Director: Steve Lawson
Writer: Steve Lawson
Producer: Steve Lawson
Cast: Helen Crevel, Steve Dolton, Julian Boote
Country: UK
Year of release: 2015
Reviewed from: screener disc
Website: www.creativ-studios.com
It wouldn’t surprise me if Killer/Saurus sets some sort of new record for the lowest-budgeted film ever to feature a dinosaur. Consider the vast financial gulf between Jurassic Park and Carnosaur. Now take a second step down that ladder - or continue that line on the graph, if you prefer - and you’ll land somewhere around the level of Killer/Saurus, the latest opus from Leicestershire-based Creativ Studios.

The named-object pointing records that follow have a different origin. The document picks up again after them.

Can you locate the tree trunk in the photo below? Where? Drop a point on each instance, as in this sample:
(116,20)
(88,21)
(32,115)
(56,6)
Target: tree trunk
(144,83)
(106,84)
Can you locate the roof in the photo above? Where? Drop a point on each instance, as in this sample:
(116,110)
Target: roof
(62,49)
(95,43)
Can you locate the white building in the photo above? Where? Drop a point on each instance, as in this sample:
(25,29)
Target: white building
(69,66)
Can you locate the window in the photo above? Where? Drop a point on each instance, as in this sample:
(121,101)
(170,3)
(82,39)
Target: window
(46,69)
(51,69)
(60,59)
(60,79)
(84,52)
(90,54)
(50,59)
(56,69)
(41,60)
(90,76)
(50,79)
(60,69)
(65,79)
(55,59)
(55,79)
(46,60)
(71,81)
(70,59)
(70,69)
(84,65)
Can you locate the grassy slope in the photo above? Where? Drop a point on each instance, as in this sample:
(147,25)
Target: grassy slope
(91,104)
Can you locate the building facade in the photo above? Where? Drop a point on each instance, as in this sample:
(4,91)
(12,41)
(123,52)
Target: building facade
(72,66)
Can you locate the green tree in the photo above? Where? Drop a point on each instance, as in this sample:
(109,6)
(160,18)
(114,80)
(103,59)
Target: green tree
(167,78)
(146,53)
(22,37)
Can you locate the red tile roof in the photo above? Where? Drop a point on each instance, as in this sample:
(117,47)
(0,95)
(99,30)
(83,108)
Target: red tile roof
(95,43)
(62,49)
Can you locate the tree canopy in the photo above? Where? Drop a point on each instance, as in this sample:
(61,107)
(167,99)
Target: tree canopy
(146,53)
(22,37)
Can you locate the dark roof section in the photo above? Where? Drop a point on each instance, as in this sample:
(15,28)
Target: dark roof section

But of course, as budgets come down over time, so the bang/buck ratio improves. While this movie has been shot on a shoestring, it has been shot with an eye for what a shoestring can do and how a shoestring can be used. A few coloured gels, a couple of cheap hazmat suits, a garage door and a smoke machine. In the right hands, and with the right approach, these can create an epic tale of science meddling with things that man was not meant to know. With a T rex in it.
Furthermore – and this is really important – this is an actual T rex. Well, not an actual one (though there is one just up the road from Creativ in the Geology Department at Leicester University) but an actual T rex prop. For everyone fed up with crappy CGI creature features, Killer/Saurus is a treat. Not a computer effect in sight. Just a good, old-fashioned puppet made to look a lot bigger and fiercer than it actually is. For such small mercies, the true dinofilm fan is always grateful.
That said, it should come as no surprise that, the DVD sleeve and associated publicity materials notwithstanding, you don’t actually see much of the dinosaur itself. But it is there.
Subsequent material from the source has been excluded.